Site icon JONATHAN TURLEY

GAMING GOVERNMENT CONTRACTS

1399419480000-TURLEYBelow is my column in USA Today on the use of set aside categories based on race, gender, or other criteria for government contracts. While the set aside issue arose in the recent controversy over Braulio Castillo, there are legitimate questions that should be discussed over the efficiencies and equities of the system. There is also the question of self-identification on these issues. Veteran’s status is easier to confirm, though in the Castillo case we saw the definition can be wildly out of whack. However, we have seen controversies involving people who self-identify as having minority status based on questionable basis such as the controversy over Senator Elizabeth Warren who listed herself as a minority due to Native American blood. There is presumably some criteria for such claims when made in government contracts but I am not sure who where that line is drawn. The real question is whether it would not be better for Congress to directly fund programs to help minority groups rather than require special treatment in government contracting. Hopefully, we can have such a debate without rancor and personal recriminations. There are good-faith reasons to debate whether government contracting should be based solely on the best price and product determination in my view. It is not questioning the purpose of this policy but the means used to achieve it.

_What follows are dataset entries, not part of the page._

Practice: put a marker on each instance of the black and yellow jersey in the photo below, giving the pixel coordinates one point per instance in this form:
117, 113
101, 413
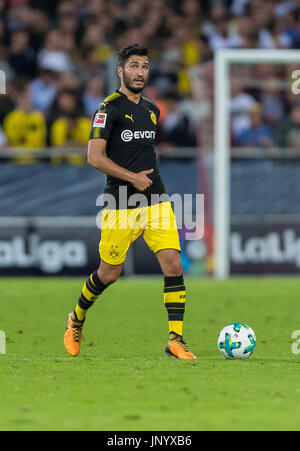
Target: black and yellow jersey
129, 130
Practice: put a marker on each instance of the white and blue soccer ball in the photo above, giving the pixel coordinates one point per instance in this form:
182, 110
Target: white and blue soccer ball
237, 341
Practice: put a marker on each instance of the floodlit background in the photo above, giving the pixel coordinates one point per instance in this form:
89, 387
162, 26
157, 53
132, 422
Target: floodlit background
59, 60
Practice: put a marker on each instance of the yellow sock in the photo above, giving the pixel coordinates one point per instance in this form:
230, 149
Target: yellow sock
174, 300
91, 290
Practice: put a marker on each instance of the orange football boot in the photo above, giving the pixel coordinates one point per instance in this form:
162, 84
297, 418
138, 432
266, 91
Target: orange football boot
177, 347
73, 334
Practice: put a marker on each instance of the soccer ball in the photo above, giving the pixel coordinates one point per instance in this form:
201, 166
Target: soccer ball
237, 341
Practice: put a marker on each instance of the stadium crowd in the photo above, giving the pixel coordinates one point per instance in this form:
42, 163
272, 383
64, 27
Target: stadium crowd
59, 59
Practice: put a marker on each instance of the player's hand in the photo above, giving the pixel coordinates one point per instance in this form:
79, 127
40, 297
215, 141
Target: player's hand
141, 182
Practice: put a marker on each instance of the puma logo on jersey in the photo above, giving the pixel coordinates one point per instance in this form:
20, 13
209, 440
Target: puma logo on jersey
129, 117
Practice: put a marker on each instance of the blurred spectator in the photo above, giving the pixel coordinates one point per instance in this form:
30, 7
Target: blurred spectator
258, 134
72, 45
93, 95
288, 131
240, 107
71, 128
24, 126
21, 56
271, 100
3, 139
177, 129
224, 36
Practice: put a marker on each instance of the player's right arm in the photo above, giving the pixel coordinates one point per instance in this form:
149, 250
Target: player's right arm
99, 160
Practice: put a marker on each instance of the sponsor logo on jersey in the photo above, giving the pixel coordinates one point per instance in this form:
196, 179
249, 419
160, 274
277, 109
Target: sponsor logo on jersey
128, 135
153, 117
129, 116
100, 120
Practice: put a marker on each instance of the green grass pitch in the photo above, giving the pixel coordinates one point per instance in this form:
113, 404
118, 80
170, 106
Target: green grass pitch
122, 380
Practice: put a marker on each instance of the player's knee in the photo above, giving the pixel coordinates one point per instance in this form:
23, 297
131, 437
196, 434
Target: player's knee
174, 267
108, 277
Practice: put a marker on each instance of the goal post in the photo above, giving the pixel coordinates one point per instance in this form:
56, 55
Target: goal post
222, 146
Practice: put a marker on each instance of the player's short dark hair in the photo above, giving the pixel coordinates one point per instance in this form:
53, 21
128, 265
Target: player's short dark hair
126, 52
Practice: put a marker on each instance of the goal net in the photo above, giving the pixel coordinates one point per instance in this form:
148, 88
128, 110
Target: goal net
249, 156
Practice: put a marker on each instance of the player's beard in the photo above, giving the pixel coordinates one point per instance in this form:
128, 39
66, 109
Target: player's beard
128, 84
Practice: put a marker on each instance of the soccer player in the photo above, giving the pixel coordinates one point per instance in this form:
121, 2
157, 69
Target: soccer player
122, 145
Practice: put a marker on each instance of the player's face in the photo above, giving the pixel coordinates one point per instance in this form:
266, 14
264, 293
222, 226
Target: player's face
135, 73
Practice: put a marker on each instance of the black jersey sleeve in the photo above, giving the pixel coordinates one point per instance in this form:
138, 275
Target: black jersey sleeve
103, 121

Braulio Castillo seemed exactly what the government was looking for. He was CEO of a Virginia company who was listed as a service-disabled veteran. That status allowed Castillo to secure $500 million in government contracts under special rules. Castillo described his terrible disability as just one of the “crosses that I bear due to my service to our great country.” Others now describe it as a shameless scam.

Castillo, 43, was a U.S. Military Academy Preparatory School student when he hurt himself playing football. Decades later, he filed for service-disabled veteran status with the Department of Veterans Affairs. Bizarrely, the VA granted it, even though Castillo went on to play football for the University of San Diego and never served in a military unit. With this status, he was awarded a half-a-billion dollars in contracts despite little experience.

Castillo is certainly not the sole measure of the programs that give preferential treatment in government contracting based on race, sex, geography, business size and disabled status. However, his case shines a light on the system’s darker side.

For years, contractors have complained that companies game the system by adding front owners with the right status. Such was the case of the Virginia company GTSI, which won contracts for IT and integration services in part because one of its partners was considered a “small business.” One e-mail, cited as from a GTSI vice president, revealed that the subcontractor was “very open to the concept of GTSI doing ALL the work” and just taking the money as a front.

The main reason for concern is not fraud, however. It is efficiency. The set-asides downgrade competence, performance and price in government contracts to focus competition for public money on the special status of corporate owners. In writing the laws governing government contracts, Congress simply threw in elements unconnected to the merit of government contracts while demanding reports on the percentage of contracts benefiting these groups.

For example, in 1994, Congress mandated that at least 5% of contracts go to businesses majority-owned by women. Today, roughly 3% of contracts are set aside based on the gender of the owner. Similar set-asides and preferences are accorded by race and service-related injuries. At times, the world of government contracting preferences has become so bizarre that set-aside groups have fought about preferences within preferences. In one case, 25% of the set-aside for small businesses were further set aside for minority-owned or women-owned businesses, but minority businesses objected that woman end up getting too much of the contracting pie.

Good intentions

There is no question about the laudable goals of these programs in expanding minority and women-owned business. Rather, it is the means used to achieve those goals that is the problem. Like special deals in the tax code, it is easy to create such preferences for particular groups without the need to appropriate any money directly to benefit a group. Laws and regulations stretching across dozens of federal departments and agencies have the special set-asides or preferences for “veteran-owned small business, HUBZone small business, or women-owned small business.” Agencies further mandate special treatment for “African Americans, Hispanic Americans, Native Americans, (American Indians, Eskimos, Aleuts, or Native Hawaiians); Asian Pacific Americans (persons with origins from Japan, China, the Philippines, Vietnam, Korea, Samoa, Guam, U.S. Trust Territory of the Pacific Islands, Northern Mariana Islands, Laos, Cambodia, or Taiwan, Asian Indian Americans; and members of other groups designated from time to time.”

Few are prepared to question the wisdom of such an approach out of fear of being called misogynistic, anti-veteran or anti-Samoan. Agencies are left dealing with a tangle of detailed rules while the public expects them to be quickly and efficiently carrying out government business. It is a recipe for inefficient government, a frustrated public and little accountability.

As for Castillo, his contracting days are over. Not because of any reform, mind you. Last month, police charged him in the death of his wife in his Northern Virginia mansion. Despite his classification as 30% disabled, police say he was able to use the other 70% to beat his wife to death and then hoist her to the ceiling to fake a suicide.

Jonathan Turley, a law professor at George Washington University, is a member of USA TODAY’s Board of Contributors.